A brief history of coffee in Hawaii:
Reprinted from the Maui Coffee Co. Web site - http://www.mauicoffeeco.com
Don Francisco de Paula Marin recorded in his journal in 1813 that he had planted coffee on Oahu. That planting eventually failed, but in 1825 Chief Boki, Governor of Oahu, brought coffee to Hawaii aboard the British warship H.M.S. Blonde. This ship was returning to Hawaii the bodies of King Kamehameha II and Queen Kamamalu, who had died in London from measles during a state visit. Chief Boki, in charge of the funeral party, had acquired coffee plants in Rio de Janeiro during the long voyage. The coffee was planted in Manoa Valley on Oahu, and eventually from this small field trees were introduced to other areas of Oahu as well as to neighbor islands. In 1828, Reverend Samuel Ruggles planted coffee trees from Manoa in the Naole area (now Captain Cook) above Kealakekua Bay on the Kona Coast. The plants thrived in this environment due to the elevation, rich soil, and consistent cloud cover. Acreage increased, and an entire culture rose around the farming of Kona Coffee which was quickly earning a superior reputation far beyond the islands. At that time, however, Hawaii's "export" economy consisted primarily of provisioning whaling and trading ships that visited Hawaii and coffee had a ready market with the mariners. In the 1860's the whaling industry collapsed, destroying the primary market for Hawaiian coffee. In the 1870's sugar became Hawaii's major crop as a result of the growing market on the west coast, and a Reciprocity Treaty between the Kingdom of Hawaii and the United States of America.
Maui was an important stop for vessels laden with coffee from the 1800s all the way into the golden age of steamships in the 1900s. Mala Wharf (right) was one of the chief stops for vessels heading from the docks in old Kailua town to the bustling sea port of Honolulu. More often than not, these vessels were only partly filled with coffee and they would take on pineapple produced by the Baldwin Packers, which ran a packing facility where the Lahaina Cannery mall stands today.

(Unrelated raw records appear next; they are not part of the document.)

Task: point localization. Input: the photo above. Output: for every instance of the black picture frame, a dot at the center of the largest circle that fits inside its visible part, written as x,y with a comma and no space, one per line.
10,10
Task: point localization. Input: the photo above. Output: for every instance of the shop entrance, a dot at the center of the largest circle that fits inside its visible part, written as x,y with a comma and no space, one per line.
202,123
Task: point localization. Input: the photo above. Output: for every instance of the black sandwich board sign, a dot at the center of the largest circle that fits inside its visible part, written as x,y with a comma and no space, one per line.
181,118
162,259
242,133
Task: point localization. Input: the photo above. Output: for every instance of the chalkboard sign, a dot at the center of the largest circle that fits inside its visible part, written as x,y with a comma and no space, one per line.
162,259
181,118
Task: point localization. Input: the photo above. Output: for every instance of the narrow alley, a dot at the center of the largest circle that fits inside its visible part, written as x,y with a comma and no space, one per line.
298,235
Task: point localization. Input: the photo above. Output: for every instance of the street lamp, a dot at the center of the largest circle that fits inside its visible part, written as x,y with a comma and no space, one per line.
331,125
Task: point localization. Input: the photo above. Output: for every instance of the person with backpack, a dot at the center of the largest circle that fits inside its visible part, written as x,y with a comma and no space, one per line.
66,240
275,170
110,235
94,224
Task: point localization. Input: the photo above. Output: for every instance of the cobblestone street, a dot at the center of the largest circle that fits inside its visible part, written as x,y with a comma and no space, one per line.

Late in the 19th century interest and investment in coffee revived. Land opened in Kona, and there were efforts to establish coffee plantations. The economics of coffee defeated theses efforts, and the plantations were replaced by small farms operated by former sugar plantation laborers who wanted to farm on their own. (1) Fluctuations of world coffee markets and prices during the 20th century, as well as local environmental and social factors, evolved the industry in to a structure of small privately owned farms. The average farm of the day was less than 5 - acres in size. Through this period, however, much work was done by the Hawaii Agricultural Extension Service to improve coffee, so Kona not only maintained, but added to its reputation of being one of the world's greatest coffees. During the 1930's in particular. Hawaii earned the reputation of being a world leader in improving cultivation methods. With all such improvements, Kona coffee is still carefully grown and hand picked in limited quantities.